Re: [RFC][RT][PATCH 4/4] rtmutex: Ensure only the top waiter or higher priority task can take the lock

Previous thread: [GIT PULL] ext4 regression fix by Theodore Ts'o on Thursday, December 23, 2010 - 3:44 pm. (1 message)

Next thread: Re: 2.6.37-rc7: no more shutdown on DELL E6400 by Alan Stern on Thursday, December 23, 2010 - 3:57 pm. (5 messages)
From: Steven Rostedt
Date: Thursday, December 23, 2010 - 3:47 pm

This is still a little buggy. I've been hitting a hang when running
dbench 100 in a loop. But I also hit that hang with vanilla -rt.

But I'm sure this still has some things that need to be straighten out.
Anyway, you can either apply the following patches or pull the code
from the listed git repo.

This still needs to be worked out, but since I'm taking off for the
rest of the year, I might as well show you where I ended up at.

The following patches are in:

  git://git.kernel.org/pub/scm/linux/kernel/git/rostedt/linux-2.6-rt.git

    branch: rt/tip/rt/devel


Lai Jiangshan (1):
      rtmutex: Ensure only the top waiter or higher priority task can take the lock

Steven Rostedt (3):
      rtmutex: Only save lock depth once in spin_slowlock
      rtmutex: Try to take lock early in rt_spin_lock_slowlock()
      rtmutex: Revert Optimize rt lock wakeup

----
 kernel/futex.c          |   22 +--
 kernel/rt.c             |   10 +-
 kernel/rtmutex-debug.c  |    1 -
 kernel/rtmutex.c        |  458 ++++++++++++++++++-----------------------------
 kernel/rtmutex_common.h |   18 +--
 5 files changed, 188 insertions(+), 321 deletions(-)
--

From: Steven Rostedt
Date: Thursday, December 23, 2010 - 3:47 pm

From: Steven Rostedt <srostedt@redhat.com>

The commit: rtmutex: Optimize rt lock wakeup

Does not do what it was suppose to do.
This is because the adaptive waiter sets its state to TASK_(UN)INTERRUPTIBLE
before going into the loop. Thus, the test in wakeup_next_waiter()
will always fail on an adaptive waiter, as it only tests to see if
the pending waiter never has its state set ot TASK_RUNNING unless
something else had woke it up.

The smp_mb() added to make this test work is just as expensive as
just calling wakeup. And since we we fail to wake up anyway, we are
doing both a smp_mb() and wakeup as well.
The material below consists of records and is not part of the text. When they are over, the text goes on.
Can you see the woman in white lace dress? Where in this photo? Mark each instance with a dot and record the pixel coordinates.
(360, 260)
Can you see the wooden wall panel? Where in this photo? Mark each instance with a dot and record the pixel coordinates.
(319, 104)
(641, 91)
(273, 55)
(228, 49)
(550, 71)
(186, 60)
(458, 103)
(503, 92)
I tested this with dbench and we run faster without this patch.
I also tried a variant that instead fixed the loop, to change the state
only if the spinner was to go to sleep, and that still did not show
any improvement.

Cc: Gregory Haskins <ghaskins@novell.com>
Cc: Peter Morreale <pmorreale@novell.com>
Signed-off-by: Steven Rostedt <rostedt@goodmis.org>
---
 kernel/rtmutex.c |   29 ++---------------------------
 1 files changed, 2 insertions(+), 27 deletions(-)
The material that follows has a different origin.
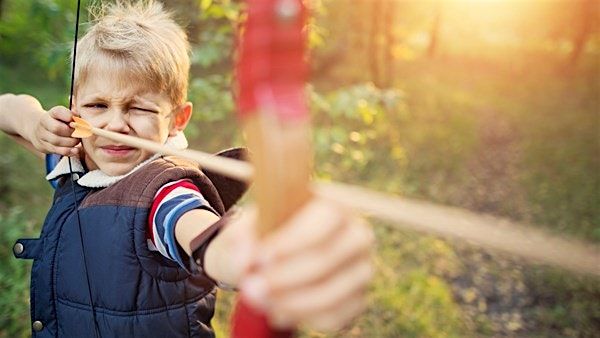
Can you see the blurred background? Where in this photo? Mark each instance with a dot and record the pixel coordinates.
(489, 105)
diff --git a/kernel/rtmutex.c b/kernel/rtmutex.c
index 318d7ed..e218873 100644
--- a/kernel/rtmutex.c
+++ b/kernel/rtmutex.c
@@ -554,33 +554,8 @@ static void wakeup_next_waiter(struct rt_mutex *lock, int savestate)
 	 */
 	if (!savestate)
 		wake_up_process(pendowner);
-	else {
-		/*
-		 * We can skip the actual (expensive) wakeup if the
-		 * waiter is already running, but we have to be careful
-		 * of race conditions because they may be about to sleep.
-		 *
-		 * The waiter-side protocol has the following pattern:
-		 * 1: Set state != RUNNING
-		 * 2: Conditionally sleep if waiter->task != NULL;
-		 *
-		 * And the owner-side has the following:
-		 * A: Set waiter->task = NULL
-		 * B: Conditionally wake if the state != RUNNING
-		 *
-		 * As long as we ensure 1->2 order, and A->B order, we
-		 * will never miss a wakeup.
-		 *
-		 * Therefore, this barrier ensures that waiter->task = ...
From: Gregory Haskins
Date: Thursday, December 23, 2010 - 9:45 pm

Just a quick note to say I am a bit skeptical of this patch.  I know you are offline next week, so lets plan on hashing it out after the new year before I ack it.

Happy holidays!




--

From: Steven Rostedt
Date: Thursday, December 23, 2010 - 9:54 pm

Sure, but as I said, it is mostly broken anyway. I could even insert
some tracepoints to show that this is always missed (heck I'll add an
unlikely and do the branch profiler ;-)

The reason is that adaptive spinners spin in some other state than
TASK_RUNNING, thus it does not help adaptive spinners at all. I first
tried to fix that, but it made dbench run even slower. But I only did a
few tests, and only on a 4 CPU box, so it was a rather small sample. The
removal of the code had to deal with more that it was already broken
than anything else.

But yeah, we can hash this out in the new year. This is one of the

You too!

-- Steve


--

From: Gregory Haskins
Date: Tuesday, December 28, 2010 - 7:06 am

>>> On 12/23/2010 at 11:54 PM, in message
<1293166464.22802.415.camel@gandalf.stny.rr.com>, Steven Rostedt


This is why I am skeptical.  You are essentially asserting there are two issues here, IIUC:

1) The intent of avoiding a wakeup is broken and we take the double whammy of a mb()
plus the wakeup() anyway.

2) mb() is apparently slower than wakeup().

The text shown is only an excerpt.